# DIY for Brake Pad Replacement on MK5 GTI



## Mattj63 (Aug 16, 2006)

I'm looking for a DIY description on replacing the pads on my 2007GTI. Can't find anything specific in these forums. Anybody know of a source?


----------



## spitpilot (Feb 14, 2000)

*Re: DIY for Brake Pad Replacement on MK5 GTI (Mattj63)*

If you're only doin pads...you can get DIY off the MKIV Forum..same routine....Front MKV calipers have "guide pins" holdin em to the carriers...8mm allen bit to remove and retorque..clean pins and grease em with "synthetic caliper grease" (VW uses floating calipers..they need to move smoothly to prevent brake drag)..torque: 22 ft lb. Front caliper pistons can be retracted with simple C clamp.
Rear pads...tools needed 13mm socket and 15mm open ended wrench (to hold guide pin nut while you loosen lock bolts, this needs to be a thin wrench..I ground down an old wrench to fit..or you could get a thin 15mm hub spanner from a bike shop). Again, pull guide pins out (under rubber boots) and clean/grease. Lock bolts, either buy new ones or clean and use some "locktite blue" on em..torque 6 ft lb. Rear caliper pistons MUST be retracted with a "caliper retraction tool" that turns piston while compressing it to avoid damage to e brake adjusters inside the caliper!

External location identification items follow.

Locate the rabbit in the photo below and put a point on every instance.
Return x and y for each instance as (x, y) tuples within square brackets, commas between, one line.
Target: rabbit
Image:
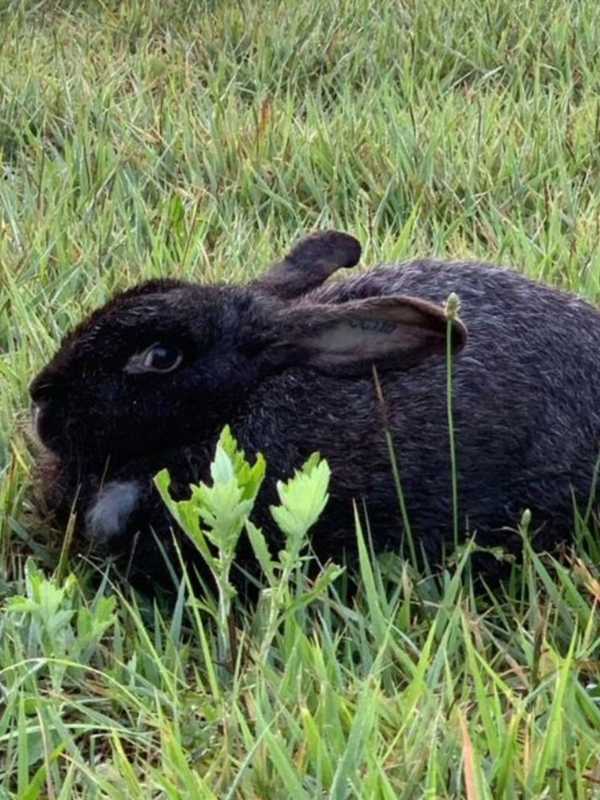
[(289, 361)]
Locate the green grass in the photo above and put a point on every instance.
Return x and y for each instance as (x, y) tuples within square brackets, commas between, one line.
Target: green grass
[(201, 139)]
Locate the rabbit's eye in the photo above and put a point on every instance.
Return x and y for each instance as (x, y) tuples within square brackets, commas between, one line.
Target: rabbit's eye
[(157, 358)]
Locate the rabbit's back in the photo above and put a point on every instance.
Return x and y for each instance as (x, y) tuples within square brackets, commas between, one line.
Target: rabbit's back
[(525, 410)]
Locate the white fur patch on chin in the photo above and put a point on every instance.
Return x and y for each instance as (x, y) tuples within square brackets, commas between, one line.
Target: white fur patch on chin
[(108, 516)]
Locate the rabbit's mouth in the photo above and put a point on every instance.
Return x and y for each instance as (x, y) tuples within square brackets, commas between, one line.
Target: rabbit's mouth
[(108, 517)]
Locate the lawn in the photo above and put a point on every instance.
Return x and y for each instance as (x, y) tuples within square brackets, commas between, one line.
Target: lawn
[(201, 139)]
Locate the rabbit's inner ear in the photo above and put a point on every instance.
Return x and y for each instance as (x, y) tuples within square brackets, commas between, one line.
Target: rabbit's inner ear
[(391, 332), (109, 515)]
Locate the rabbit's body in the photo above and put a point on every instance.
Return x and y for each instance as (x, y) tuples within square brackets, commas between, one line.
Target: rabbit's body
[(525, 409)]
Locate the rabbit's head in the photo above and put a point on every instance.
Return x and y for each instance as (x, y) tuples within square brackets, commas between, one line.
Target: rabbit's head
[(163, 366)]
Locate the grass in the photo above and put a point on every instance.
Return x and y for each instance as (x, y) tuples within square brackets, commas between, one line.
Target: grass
[(200, 139)]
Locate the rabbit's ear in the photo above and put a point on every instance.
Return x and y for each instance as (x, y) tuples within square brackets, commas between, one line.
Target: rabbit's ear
[(310, 262), (393, 332)]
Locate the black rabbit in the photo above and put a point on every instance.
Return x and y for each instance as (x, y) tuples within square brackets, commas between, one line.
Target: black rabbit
[(150, 379)]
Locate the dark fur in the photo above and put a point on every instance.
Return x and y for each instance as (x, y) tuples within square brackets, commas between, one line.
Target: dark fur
[(526, 411)]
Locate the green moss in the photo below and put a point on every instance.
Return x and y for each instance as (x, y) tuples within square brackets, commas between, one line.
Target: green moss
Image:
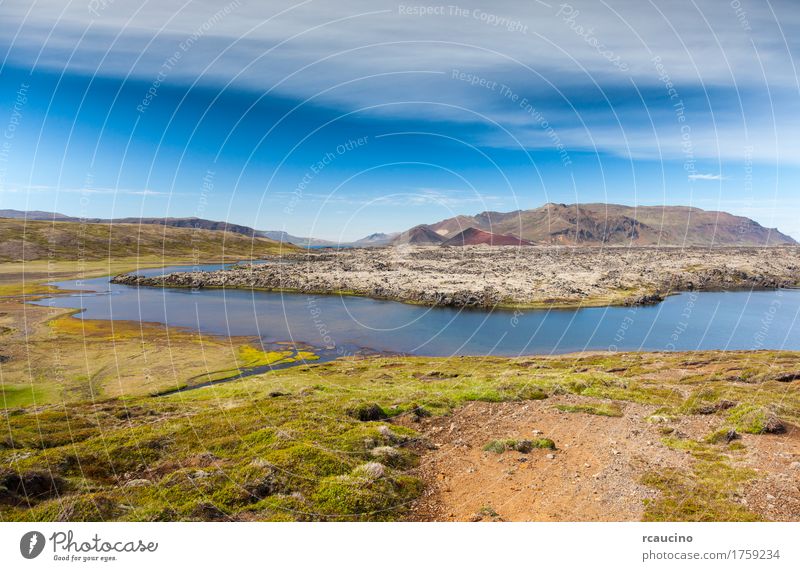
[(596, 409), (749, 418), (525, 446), (705, 492)]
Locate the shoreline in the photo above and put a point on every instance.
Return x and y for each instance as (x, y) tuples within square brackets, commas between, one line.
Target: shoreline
[(499, 278)]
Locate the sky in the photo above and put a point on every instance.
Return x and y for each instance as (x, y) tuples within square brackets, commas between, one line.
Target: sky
[(341, 119)]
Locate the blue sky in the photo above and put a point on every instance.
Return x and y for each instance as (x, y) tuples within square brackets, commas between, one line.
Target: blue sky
[(343, 119)]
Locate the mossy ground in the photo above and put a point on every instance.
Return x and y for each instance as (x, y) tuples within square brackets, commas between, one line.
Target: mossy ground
[(233, 451), (82, 429)]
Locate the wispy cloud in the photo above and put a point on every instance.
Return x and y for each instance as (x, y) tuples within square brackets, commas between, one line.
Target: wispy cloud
[(109, 191), (706, 176)]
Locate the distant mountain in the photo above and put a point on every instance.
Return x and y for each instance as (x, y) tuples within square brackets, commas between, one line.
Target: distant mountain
[(32, 215), (418, 235), (26, 239), (374, 240), (611, 224), (280, 236), (188, 222), (474, 237)]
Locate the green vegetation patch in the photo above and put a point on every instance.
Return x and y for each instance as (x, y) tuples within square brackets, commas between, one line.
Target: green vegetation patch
[(524, 446), (596, 409)]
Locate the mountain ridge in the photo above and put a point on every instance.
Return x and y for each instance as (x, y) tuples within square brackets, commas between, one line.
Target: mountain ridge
[(587, 224)]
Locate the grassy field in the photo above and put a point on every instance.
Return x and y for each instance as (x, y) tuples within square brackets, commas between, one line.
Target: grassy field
[(86, 437), (73, 241), (337, 441)]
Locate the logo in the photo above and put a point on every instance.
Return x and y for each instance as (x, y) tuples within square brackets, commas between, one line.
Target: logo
[(31, 544)]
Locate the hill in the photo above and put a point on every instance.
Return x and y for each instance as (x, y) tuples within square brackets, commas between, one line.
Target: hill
[(475, 237), (601, 224), (56, 240)]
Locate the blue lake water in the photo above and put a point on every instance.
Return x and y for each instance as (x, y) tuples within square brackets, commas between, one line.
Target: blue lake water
[(740, 320)]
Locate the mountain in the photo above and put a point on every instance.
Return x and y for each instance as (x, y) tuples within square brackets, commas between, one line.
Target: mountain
[(374, 240), (418, 235), (32, 215), (280, 236), (612, 224), (187, 222), (474, 237), (66, 240)]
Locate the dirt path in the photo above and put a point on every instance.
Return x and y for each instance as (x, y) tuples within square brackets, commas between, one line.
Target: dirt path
[(593, 475)]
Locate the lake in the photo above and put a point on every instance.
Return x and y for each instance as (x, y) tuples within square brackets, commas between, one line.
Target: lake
[(740, 320)]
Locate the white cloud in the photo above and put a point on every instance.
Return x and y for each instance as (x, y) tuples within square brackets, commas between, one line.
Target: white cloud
[(706, 176), (110, 191), (366, 53)]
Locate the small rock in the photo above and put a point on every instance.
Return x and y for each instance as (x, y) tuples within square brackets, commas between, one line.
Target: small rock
[(137, 483)]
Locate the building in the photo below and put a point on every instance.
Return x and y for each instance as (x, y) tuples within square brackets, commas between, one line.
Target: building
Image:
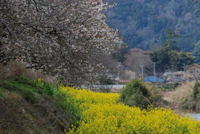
[(193, 72), (153, 79), (174, 77)]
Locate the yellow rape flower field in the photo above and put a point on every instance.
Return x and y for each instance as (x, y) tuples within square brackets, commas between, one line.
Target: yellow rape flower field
[(102, 113)]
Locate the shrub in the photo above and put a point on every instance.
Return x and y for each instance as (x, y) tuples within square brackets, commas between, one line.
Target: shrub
[(135, 93), (192, 102)]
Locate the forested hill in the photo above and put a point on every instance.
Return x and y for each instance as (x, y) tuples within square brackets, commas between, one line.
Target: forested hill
[(143, 23)]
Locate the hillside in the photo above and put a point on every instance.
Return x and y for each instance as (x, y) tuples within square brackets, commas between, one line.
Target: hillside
[(32, 107), (143, 23)]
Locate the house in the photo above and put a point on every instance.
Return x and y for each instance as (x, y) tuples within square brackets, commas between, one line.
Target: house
[(153, 79), (174, 77), (193, 71)]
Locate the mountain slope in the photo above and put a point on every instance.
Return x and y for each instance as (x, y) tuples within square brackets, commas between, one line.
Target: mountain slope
[(28, 107), (143, 23)]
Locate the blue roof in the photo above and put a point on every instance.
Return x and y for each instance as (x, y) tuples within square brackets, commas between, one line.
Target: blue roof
[(153, 79)]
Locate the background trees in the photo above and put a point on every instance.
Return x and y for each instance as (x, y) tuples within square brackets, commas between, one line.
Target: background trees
[(61, 37)]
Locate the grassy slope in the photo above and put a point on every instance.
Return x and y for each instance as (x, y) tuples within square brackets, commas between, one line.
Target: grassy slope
[(29, 107)]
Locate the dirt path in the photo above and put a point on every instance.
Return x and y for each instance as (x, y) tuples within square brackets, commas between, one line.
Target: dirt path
[(175, 97)]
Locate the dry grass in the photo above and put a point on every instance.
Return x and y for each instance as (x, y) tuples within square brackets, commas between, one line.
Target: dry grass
[(13, 69)]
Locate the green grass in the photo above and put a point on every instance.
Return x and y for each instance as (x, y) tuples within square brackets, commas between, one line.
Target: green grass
[(36, 96)]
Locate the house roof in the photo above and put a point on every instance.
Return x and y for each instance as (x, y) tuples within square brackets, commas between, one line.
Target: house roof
[(153, 79), (193, 65)]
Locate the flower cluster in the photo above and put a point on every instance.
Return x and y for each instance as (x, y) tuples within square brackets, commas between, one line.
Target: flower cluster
[(101, 113)]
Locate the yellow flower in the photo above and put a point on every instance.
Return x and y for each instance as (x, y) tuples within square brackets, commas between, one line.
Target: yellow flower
[(102, 113)]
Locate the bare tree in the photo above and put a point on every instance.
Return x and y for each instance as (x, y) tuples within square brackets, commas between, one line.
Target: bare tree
[(61, 37)]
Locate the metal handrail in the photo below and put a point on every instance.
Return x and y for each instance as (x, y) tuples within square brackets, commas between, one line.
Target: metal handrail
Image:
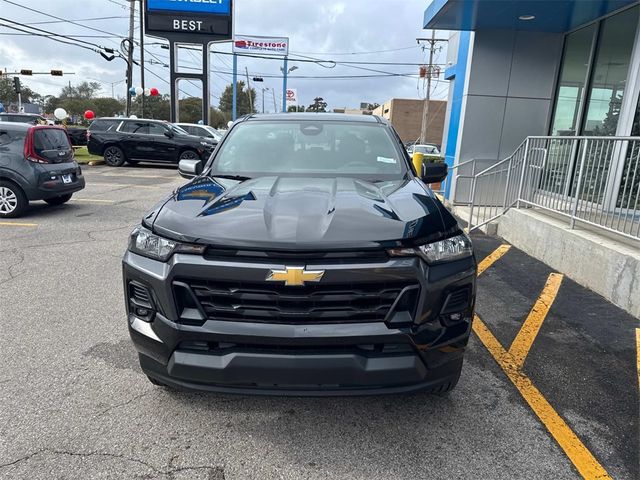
[(589, 179)]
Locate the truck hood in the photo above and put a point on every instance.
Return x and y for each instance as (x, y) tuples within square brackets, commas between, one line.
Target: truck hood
[(281, 212)]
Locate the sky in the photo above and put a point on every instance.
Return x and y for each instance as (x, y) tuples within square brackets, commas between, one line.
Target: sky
[(324, 29)]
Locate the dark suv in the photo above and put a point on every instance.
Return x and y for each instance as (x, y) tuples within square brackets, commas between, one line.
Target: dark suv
[(36, 163), (306, 257), (134, 140)]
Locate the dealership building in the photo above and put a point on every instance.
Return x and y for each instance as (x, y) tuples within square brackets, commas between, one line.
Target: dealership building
[(541, 117)]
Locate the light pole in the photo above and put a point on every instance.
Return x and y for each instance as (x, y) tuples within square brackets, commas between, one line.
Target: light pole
[(285, 71)]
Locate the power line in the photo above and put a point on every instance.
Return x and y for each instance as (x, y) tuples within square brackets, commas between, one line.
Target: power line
[(76, 20)]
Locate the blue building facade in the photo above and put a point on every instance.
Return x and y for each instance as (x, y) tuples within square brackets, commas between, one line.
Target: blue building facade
[(535, 67)]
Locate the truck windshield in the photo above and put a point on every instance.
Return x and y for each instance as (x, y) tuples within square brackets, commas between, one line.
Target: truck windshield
[(310, 148)]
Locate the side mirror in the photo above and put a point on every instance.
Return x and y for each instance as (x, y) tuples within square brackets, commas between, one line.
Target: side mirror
[(434, 172), (190, 168)]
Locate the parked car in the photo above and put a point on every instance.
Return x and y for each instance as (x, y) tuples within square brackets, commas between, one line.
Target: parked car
[(78, 136), (138, 140), (36, 163), (306, 257), (198, 130), (425, 149), (31, 118)]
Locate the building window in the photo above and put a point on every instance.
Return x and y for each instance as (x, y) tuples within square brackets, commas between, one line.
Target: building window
[(573, 77), (610, 70)]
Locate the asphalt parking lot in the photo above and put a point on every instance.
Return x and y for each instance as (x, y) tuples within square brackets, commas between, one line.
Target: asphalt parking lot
[(555, 399)]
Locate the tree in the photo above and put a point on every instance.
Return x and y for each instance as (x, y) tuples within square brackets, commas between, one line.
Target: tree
[(190, 110), (318, 105), (244, 105), (8, 94), (158, 107), (84, 90)]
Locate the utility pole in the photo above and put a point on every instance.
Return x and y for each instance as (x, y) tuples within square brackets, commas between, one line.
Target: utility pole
[(132, 14), (246, 70), (142, 53), (433, 41)]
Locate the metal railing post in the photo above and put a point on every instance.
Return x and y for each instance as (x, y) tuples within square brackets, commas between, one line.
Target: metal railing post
[(524, 169), (574, 209), (506, 186)]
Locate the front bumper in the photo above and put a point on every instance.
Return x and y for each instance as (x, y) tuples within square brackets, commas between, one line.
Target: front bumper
[(301, 358)]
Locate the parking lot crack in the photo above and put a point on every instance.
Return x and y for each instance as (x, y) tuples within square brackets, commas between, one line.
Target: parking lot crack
[(123, 404)]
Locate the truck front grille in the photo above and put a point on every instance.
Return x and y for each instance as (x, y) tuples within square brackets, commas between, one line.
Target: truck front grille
[(328, 303)]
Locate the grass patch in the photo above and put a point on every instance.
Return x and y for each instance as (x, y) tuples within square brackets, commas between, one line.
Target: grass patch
[(83, 156)]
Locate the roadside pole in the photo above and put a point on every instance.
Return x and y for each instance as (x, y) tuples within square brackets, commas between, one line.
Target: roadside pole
[(285, 71), (142, 54), (433, 41), (249, 89), (132, 14), (234, 113)]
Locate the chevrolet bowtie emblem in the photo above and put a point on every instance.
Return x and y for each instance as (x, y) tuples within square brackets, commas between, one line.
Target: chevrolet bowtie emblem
[(295, 276)]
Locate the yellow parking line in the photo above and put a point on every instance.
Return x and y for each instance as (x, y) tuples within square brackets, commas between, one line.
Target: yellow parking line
[(14, 224), (531, 326), (491, 259), (122, 185), (580, 456), (94, 200)]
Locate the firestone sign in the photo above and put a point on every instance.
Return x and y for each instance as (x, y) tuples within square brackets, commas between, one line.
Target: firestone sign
[(254, 44)]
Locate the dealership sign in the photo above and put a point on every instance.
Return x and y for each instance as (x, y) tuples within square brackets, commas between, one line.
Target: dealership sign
[(190, 20), (254, 44), (292, 97)]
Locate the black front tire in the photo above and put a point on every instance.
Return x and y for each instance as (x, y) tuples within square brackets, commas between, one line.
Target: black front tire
[(13, 201), (114, 156), (59, 200)]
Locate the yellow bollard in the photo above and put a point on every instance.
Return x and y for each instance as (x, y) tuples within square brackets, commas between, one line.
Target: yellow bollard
[(417, 159)]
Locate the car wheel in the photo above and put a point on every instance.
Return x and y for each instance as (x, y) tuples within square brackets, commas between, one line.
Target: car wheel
[(59, 200), (189, 155), (12, 200), (114, 156)]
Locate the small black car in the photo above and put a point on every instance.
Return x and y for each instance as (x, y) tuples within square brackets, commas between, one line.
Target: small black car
[(307, 257), (138, 140), (36, 163)]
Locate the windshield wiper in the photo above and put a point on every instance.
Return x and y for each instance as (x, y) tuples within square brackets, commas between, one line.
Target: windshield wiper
[(240, 178)]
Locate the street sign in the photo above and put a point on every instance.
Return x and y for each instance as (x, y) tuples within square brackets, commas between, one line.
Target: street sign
[(255, 44), (187, 21)]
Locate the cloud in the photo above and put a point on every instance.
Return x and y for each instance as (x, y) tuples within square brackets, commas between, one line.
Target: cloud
[(318, 29)]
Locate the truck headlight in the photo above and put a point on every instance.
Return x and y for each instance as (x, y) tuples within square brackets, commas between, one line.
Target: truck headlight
[(447, 250), (144, 242)]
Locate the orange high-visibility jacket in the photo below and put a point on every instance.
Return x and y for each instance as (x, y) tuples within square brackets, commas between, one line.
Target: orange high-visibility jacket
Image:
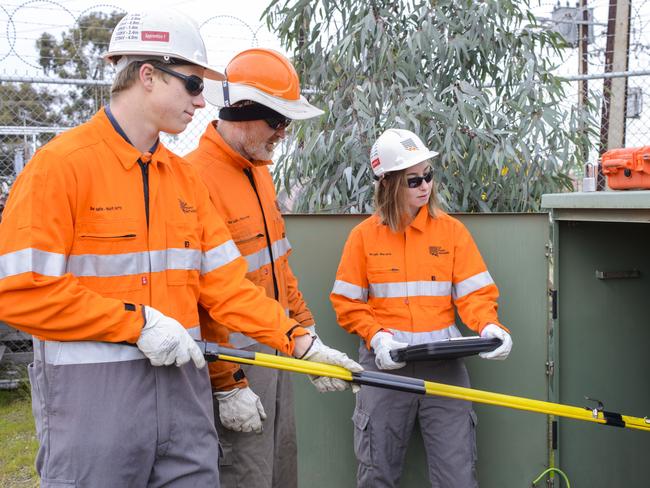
[(77, 248), (409, 282), (244, 196)]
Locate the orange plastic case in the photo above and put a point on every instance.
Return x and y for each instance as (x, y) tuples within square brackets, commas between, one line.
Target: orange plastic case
[(627, 168)]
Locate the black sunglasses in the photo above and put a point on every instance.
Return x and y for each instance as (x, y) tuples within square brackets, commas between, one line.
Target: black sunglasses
[(277, 123), (193, 84), (416, 181)]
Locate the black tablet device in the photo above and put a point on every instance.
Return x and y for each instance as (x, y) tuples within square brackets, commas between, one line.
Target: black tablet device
[(446, 349)]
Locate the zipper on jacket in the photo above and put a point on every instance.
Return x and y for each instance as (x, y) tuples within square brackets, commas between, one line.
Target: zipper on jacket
[(248, 239), (249, 174), (123, 236), (144, 167)]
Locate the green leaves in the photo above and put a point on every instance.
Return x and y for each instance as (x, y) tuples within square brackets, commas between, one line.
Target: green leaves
[(473, 79)]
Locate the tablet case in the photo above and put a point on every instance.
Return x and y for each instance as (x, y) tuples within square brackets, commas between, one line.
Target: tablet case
[(447, 349)]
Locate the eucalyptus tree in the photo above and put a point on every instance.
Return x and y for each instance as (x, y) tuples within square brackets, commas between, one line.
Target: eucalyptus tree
[(473, 78)]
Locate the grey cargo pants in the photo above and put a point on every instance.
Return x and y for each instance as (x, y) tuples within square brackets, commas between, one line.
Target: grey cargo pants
[(384, 420), (266, 460), (122, 424)]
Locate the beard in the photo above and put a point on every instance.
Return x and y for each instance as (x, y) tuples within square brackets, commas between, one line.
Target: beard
[(260, 150)]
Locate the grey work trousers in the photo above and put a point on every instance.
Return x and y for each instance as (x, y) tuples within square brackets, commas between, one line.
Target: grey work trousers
[(266, 460), (124, 424), (384, 420)]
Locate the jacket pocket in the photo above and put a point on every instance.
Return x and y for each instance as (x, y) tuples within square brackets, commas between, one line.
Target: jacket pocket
[(362, 437), (104, 237), (183, 254), (106, 257)]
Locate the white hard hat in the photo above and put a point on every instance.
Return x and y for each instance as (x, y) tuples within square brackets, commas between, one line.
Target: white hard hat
[(263, 76), (397, 149), (162, 32)]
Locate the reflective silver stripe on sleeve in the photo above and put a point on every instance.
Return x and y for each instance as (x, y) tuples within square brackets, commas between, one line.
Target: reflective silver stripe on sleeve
[(219, 256), (32, 261), (90, 352), (472, 284), (415, 338), (411, 289), (261, 258), (240, 341), (348, 290)]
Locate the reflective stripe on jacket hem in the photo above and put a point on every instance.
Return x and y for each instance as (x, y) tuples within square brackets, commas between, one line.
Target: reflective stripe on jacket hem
[(108, 265), (90, 352), (411, 289)]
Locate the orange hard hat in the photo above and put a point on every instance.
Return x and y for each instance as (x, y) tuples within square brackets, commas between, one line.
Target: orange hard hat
[(263, 76)]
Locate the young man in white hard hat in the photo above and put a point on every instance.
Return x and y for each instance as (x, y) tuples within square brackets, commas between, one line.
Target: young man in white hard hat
[(108, 243), (254, 412)]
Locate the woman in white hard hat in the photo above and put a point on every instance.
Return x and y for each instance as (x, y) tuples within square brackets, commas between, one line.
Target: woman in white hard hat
[(404, 273)]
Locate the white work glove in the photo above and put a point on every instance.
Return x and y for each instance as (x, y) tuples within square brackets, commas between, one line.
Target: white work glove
[(501, 352), (382, 343), (240, 410), (320, 353), (165, 341)]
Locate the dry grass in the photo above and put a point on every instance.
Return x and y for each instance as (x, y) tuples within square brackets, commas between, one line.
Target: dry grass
[(18, 444)]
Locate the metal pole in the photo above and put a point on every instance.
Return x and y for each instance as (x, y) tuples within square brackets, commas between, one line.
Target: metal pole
[(597, 415)]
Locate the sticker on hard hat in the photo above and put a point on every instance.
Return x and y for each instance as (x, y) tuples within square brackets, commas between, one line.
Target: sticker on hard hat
[(157, 36), (409, 145)]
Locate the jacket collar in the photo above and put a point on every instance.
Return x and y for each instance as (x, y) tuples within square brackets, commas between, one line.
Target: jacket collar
[(120, 145), (420, 220), (213, 142)]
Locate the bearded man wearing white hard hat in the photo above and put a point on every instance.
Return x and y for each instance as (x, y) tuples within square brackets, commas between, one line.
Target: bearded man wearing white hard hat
[(254, 406), (107, 245)]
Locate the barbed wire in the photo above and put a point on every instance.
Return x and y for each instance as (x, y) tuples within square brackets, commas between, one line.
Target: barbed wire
[(22, 24)]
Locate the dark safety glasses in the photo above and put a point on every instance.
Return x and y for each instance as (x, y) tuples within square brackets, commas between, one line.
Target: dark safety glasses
[(416, 181), (193, 84), (277, 123)]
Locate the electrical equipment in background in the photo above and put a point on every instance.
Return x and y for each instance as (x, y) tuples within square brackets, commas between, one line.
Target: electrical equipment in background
[(566, 20)]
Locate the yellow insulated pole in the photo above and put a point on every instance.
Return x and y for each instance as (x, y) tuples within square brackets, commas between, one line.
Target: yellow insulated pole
[(414, 385)]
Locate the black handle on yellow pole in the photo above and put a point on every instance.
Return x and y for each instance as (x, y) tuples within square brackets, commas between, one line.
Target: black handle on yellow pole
[(213, 352)]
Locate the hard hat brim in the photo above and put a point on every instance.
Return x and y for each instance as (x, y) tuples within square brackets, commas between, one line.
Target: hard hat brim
[(299, 109), (416, 159), (210, 72)]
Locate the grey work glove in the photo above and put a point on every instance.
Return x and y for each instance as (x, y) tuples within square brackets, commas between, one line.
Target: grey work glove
[(241, 410), (165, 341), (501, 352), (321, 353), (382, 343)]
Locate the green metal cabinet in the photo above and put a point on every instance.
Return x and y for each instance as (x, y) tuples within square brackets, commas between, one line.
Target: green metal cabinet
[(599, 349), (512, 445)]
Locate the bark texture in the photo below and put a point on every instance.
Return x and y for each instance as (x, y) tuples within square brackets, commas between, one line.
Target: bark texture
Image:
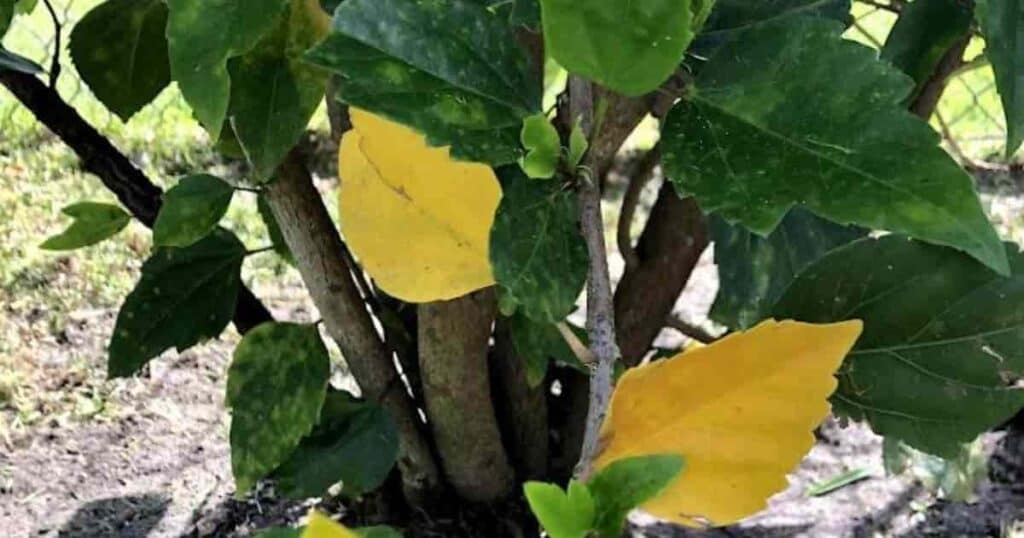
[(453, 339), (314, 242), (522, 409)]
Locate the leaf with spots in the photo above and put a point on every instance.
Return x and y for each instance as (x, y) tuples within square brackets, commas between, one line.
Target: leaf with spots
[(450, 69), (183, 296), (93, 221), (755, 271), (716, 405), (276, 385), (202, 36), (792, 114), (1003, 25), (537, 250), (355, 443), (120, 51), (417, 220), (190, 210), (943, 343), (631, 47), (274, 91)]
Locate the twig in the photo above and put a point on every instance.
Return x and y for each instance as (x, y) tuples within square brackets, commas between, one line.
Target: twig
[(880, 5), (579, 348), (639, 177), (600, 309), (688, 329), (55, 60)]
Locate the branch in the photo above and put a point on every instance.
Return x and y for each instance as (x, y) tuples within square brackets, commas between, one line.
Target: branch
[(310, 235), (600, 309), (117, 172), (638, 177), (453, 340), (55, 60)]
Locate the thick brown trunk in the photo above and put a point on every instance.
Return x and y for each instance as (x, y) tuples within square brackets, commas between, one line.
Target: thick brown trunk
[(453, 340), (675, 237), (522, 409), (314, 242)]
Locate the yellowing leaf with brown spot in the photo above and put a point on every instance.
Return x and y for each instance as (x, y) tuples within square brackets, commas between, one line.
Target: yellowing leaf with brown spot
[(418, 220), (741, 411), (321, 526)]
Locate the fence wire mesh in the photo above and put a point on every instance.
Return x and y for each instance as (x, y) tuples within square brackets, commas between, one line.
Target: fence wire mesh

You can borrow this tool set at our local Autozone stores here..for FREE!...If you're flushing brake fluid too..be aware that the bleeding sequence for the MKV IS NOT the same as for older VW's...(RR, LR, RF, LF)...MKV sequence is LF...RF...LR...RR!







If you're planning on doin rotors too...the rears are a PITA...hard to get caliper carrier bolts out..and they're ONE TIME USE stretch torqued..super tight!


----------



## gtidylank (Mar 14, 2007)

*Re: DIY for Brake Pad Replacement on MK5 GTI (spitpilot)*

good info.. i'm doing Front only pad and rotors this weekend and a flush, had no idea sequence would be different
any other tips for doing the fronts?


----------



## spitpilot (Feb 14, 2000)

*Re: DIY for Brake Pad Replacement on MK5 GTI (gtidylank)*


_Quote, originally posted by *gtidylank* »_good info.. i'm doing Front only pad and rotors this weekend and a flush, had no idea sequence would be different
any other tips for doing the fronts?

Clean and regrease caliper guide pins with "synthetic caliper grease" torque on pins...22 ft lb.
"Clean if reusing"...says Bentley about caliper carrier mounting bolts....gotta pull caliper carrier to change your rotors...bolt torque 140 ft-lb...wheel lug torqe 90 ft lb. I use "brake quiet" on the pad backing (if pads don't come with antisqueal shims already installed at the factory) and put a little brake caliper grease on points of contact..seems to hold down squealin pretty good...put a little antisieze on the rotor hold down screw to make it ezier to come out next time...VW says NOT to use antisieze or any other lube on wheel lugs...there's some guys from the NE who beg to differ...here in CA I've always torqued wheel lugs dry (other mfgs like Toyota and BMW that I"ve read shop manuals for also say NO lube on wheel lugs)...you make the call... http://****************.com/smile/emthup.gif I DO wipe a thin film of antisieze around the hub opening of the rotors and on the surface of the hub (make sure hub surface is clean and smooth...leaving grit/rust build up on the hub face can contribute to rotor warping...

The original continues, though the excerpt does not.